28 log (47%) reduction in total viable cells compared to the control samples (bacteria only). THCPSi NPs that were not loaded with NO applied at the same concentration
produced a negligible reduction in the biofilm density, indicating that the NO released from the prepared NO/THCPSi NPs was the primary cause of any antimicrobial action. In comparison with the high doses of NO donor silica NPs reportedly required for the treatment of S. epidermidis selleck chemical biofilms [22], the sugar-mediated NO/THCPSi NPs showed effective biofilm reduction at a fractional dose. Cytotoxicity of NO/THCPSi NPs to NIH/3T3 fibroblast cells The biocompatibility of THCPSi NPs has been previously reported by Santos and co-workers [25, 28], where cytotoxicity, oxidative, and inflammatory responses were studied for a variety of mammalian cell lines. The toxicity
of NO/THCPSi NPs, glucose/THCPSi NPs, and THCPSi NPs at different concentrations (0.05 to 0.2 mg/mL) over 48 h was evaluated using the NIH/3T3 cell line, which is one of the most commonly used fibroblast cell lines and often used as a model for skin cells. Two viability assays were used for toxicity studies: LDH and fluorescein NU7441 mw diacetate-propidium iodide (FDA-PI). As shown in Figure 6, the Alvocidib results from the LDH assay showed well over 90% viability for all NP types up to 0.1 mg/mL. However, increasing the concentration of NO/THCPSi NPs to 0.2 mg/mL reduced the viability of NIH/3T3 cells to 92%. In contrast, the viability of fibroblast cells incubated with glucose/THCPSi NPs and THCPSi NPs at 0.15 and 0.2 mg/mL remained over 95%. The results of the FDA-PI assay (Additional file 1: Figure S3) were consistent with those obtained using the LDH assay.

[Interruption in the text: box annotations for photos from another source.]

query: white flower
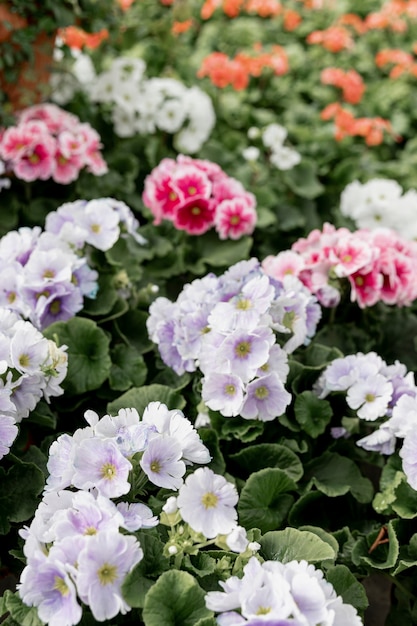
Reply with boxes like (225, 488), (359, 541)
(177, 467), (238, 539)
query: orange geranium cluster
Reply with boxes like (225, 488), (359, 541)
(320, 102), (400, 146)
(58, 26), (109, 50)
(200, 0), (302, 25)
(306, 24), (354, 52)
(197, 44), (288, 91)
(320, 67), (365, 104)
(375, 48), (417, 78)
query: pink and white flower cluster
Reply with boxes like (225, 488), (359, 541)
(205, 556), (363, 626)
(314, 352), (417, 490)
(262, 223), (417, 308)
(0, 308), (68, 458)
(142, 154), (257, 239)
(0, 103), (107, 185)
(147, 259), (321, 421)
(0, 198), (144, 329)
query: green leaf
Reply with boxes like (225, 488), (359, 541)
(107, 385), (185, 415)
(143, 570), (213, 626)
(0, 589), (43, 626)
(109, 344), (147, 391)
(230, 443), (304, 480)
(238, 468), (297, 533)
(44, 317), (111, 396)
(0, 454), (45, 534)
(352, 521), (400, 569)
(282, 159), (324, 199)
(122, 531), (169, 608)
(294, 391), (333, 438)
(326, 565), (369, 612)
(259, 528), (337, 563)
(305, 452), (373, 502)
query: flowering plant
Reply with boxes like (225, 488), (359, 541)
(4, 0), (417, 626)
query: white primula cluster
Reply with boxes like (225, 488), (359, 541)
(314, 352), (417, 454)
(77, 57), (216, 154)
(46, 402), (211, 498)
(147, 258), (321, 421)
(18, 402), (244, 626)
(340, 178), (417, 240)
(242, 123), (301, 170)
(206, 556), (362, 626)
(0, 308), (68, 458)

Figure 6 Toxicity of the NPs to NIH/3T3 fibroblasts using the LDH assay after 48-h incubationc NO/THCPSi NPs (red bars), glucose/THCPSi NPs (blue bars), and THCPSi NPs (yellow bars). Viability measures normalized to no NP control samples (n = 3; mean ± standard deviation shown). The cytotoxicity
of THCPSi NPs has been reported to be concentration dependent [25, 27], and increased very concentrations of NO/THCPSi NPs did raise cytotoxicity. However, the cytotoxicity of THCPSi NPs on fibroblast cells is much less than observed for silica NPs, silver NPs, and other clinical antiseptic wound treatments [3, 11, 44, 45]. We note that dosage optimization (e.g., concentration of 0.1 mg/mL) enables a balance between high antibacterial efficacy and low toxicity towards mammalian cells present in a wound environment to be achieved. Conclusions The present work demonstrates the capacity of THCPSi NPs to be loaded with NO by utilizing the sugar-mediated thermal reduction of nitrite. These NO/THCPSi NPs possess the capacity to deliver NO at therapeutic levels in a more sustained manner than previously demonstrated using NO-releasing NPs. NO delivered from the NPs was effective at killing pathogenic P. aeruginosa, E. coli, and S. aureus after only 2 h of incubation.